Rabu, 14 November 2018

Misteri 'Hilangnya' Pendiri Google

Sedang dicari-cari, Larry Page sang pendiri Google justru tidak juga menonjolkan diri. Di mana gerangan Page, dikala Alphabet sedang membutuhkan kehadirannya?


Page kini menjabat CEO Alphabet, induk Google dan perusahaan-perusahaan lain. Belum lama ini, ia mangkir terhadap panggilan Senat Amerika Serikat yang berharap mendengar soal bagaimana platform seperti Google dapat diekploitasi negara tertentu.

Dikutip detikINET dari Bloomberg, mangkirnya Page membuatnya dicap besar kepala, antara lain oleh senator Marco Rubio dan Susan Collins dari Partai Republik. Apalagi CEO Twitter Jack Dorsey dan Chief Operatung Officer Facebook, Sheryl Sandberg, datang memenuhi undangan. 

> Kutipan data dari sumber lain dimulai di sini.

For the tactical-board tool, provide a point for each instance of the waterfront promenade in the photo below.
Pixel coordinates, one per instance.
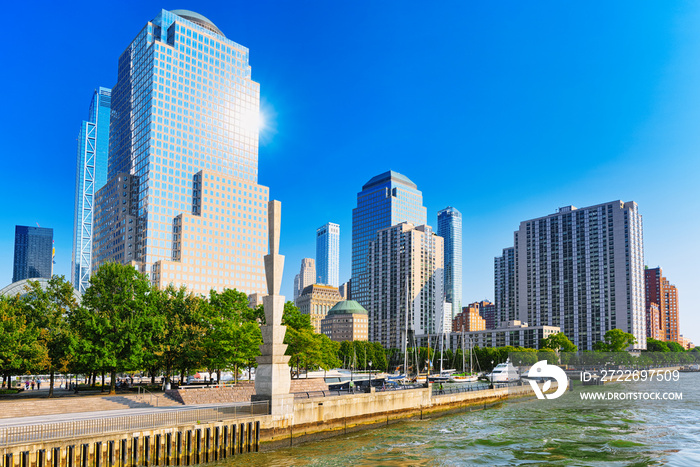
(183, 435)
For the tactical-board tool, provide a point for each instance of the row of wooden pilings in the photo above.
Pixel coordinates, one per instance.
(179, 447)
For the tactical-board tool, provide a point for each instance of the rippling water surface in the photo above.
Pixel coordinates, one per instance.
(565, 431)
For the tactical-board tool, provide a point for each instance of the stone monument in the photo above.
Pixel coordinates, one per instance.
(272, 378)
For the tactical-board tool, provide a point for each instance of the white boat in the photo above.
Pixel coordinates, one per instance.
(463, 378)
(503, 373)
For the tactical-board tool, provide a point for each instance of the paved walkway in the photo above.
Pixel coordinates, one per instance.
(70, 417)
(31, 403)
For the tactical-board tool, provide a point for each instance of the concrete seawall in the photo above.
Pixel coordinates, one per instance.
(197, 443)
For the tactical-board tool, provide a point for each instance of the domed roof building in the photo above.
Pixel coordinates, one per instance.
(346, 321)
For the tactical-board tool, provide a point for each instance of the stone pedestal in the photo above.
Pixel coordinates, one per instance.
(272, 378)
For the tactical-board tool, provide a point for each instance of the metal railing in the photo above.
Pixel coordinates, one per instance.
(480, 386)
(142, 391)
(81, 428)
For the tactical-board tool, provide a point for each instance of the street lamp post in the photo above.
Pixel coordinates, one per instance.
(370, 375)
(352, 385)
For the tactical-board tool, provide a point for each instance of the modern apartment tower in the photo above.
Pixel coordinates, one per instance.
(505, 286)
(328, 254)
(306, 276)
(90, 176)
(33, 253)
(661, 306)
(184, 129)
(583, 270)
(385, 200)
(405, 268)
(450, 229)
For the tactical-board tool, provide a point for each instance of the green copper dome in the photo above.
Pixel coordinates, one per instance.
(347, 307)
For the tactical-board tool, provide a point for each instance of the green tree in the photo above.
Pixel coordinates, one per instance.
(116, 321)
(233, 337)
(616, 340)
(558, 342)
(20, 349)
(178, 342)
(654, 345)
(48, 309)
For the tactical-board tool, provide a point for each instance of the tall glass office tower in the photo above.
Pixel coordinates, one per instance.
(450, 229)
(328, 254)
(184, 140)
(90, 176)
(387, 199)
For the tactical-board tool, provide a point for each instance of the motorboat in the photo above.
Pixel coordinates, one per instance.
(503, 373)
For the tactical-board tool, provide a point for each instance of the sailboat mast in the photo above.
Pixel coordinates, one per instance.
(442, 335)
(405, 340)
(463, 348)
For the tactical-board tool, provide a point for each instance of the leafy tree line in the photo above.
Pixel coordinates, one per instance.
(125, 325)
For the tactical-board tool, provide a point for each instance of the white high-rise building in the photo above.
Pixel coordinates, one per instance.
(400, 256)
(450, 229)
(184, 130)
(583, 270)
(328, 254)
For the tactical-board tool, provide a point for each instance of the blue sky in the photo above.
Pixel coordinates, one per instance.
(505, 110)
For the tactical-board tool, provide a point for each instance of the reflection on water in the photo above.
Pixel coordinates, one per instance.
(566, 431)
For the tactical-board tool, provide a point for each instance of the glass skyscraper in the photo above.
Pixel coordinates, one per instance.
(90, 176)
(450, 229)
(184, 135)
(386, 200)
(33, 253)
(328, 254)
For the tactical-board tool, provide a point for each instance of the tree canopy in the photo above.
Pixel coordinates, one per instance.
(616, 340)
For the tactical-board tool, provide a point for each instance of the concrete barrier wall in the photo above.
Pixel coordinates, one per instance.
(182, 445)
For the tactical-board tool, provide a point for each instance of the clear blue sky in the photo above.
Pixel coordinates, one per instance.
(505, 110)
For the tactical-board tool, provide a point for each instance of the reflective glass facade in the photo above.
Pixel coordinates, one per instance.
(387, 199)
(90, 176)
(328, 254)
(33, 253)
(185, 124)
(450, 229)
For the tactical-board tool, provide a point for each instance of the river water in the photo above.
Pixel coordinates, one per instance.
(565, 431)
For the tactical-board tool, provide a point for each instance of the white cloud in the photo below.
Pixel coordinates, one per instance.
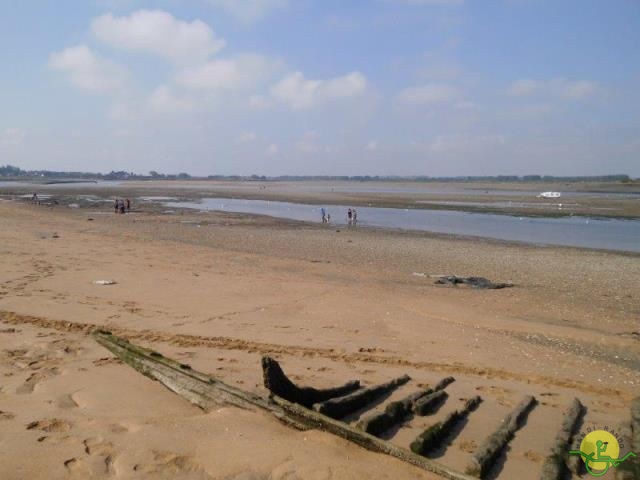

Puluhan tahun berlalu setelah Page bersama sahabatnya Sergey Brin mendirikan Google, tantangan memang kian hebat. Tren dan profit besar yang dihasilkan raksasa dunia online itu terbukti juga berimbas negatif.

"Pengganggu dari semua dunia minta break up bisnis iklan mereka yang menguasai pasar. Uni Eropa mendenda perusahaan USD 5,1 miliar karena kasus monopoli terkait dominasi cara operasi Android," tulis Bloomberg yang dikutip detikINET.

Melainkan Page tidak juga nampak batang hidungnya. Sebenarnya tidak terlalu mengherankan, jebolan Stanford ini dari dahulu memang tidak menyenangi disorot dan hanya sedikit sekali berharap melaksanakan wawancara. Malahan ia tidak pernah mengeluarkan keterangan pers sejak 2015.

Page dikenal sibuk menggarap proyek teknologi masa depan, misalnya taksi terbang. Urusan sehari-hari perusahaan diserahkan pada orang-orang kepercayaan, ucap saja CEO Google, Sundar Pichai.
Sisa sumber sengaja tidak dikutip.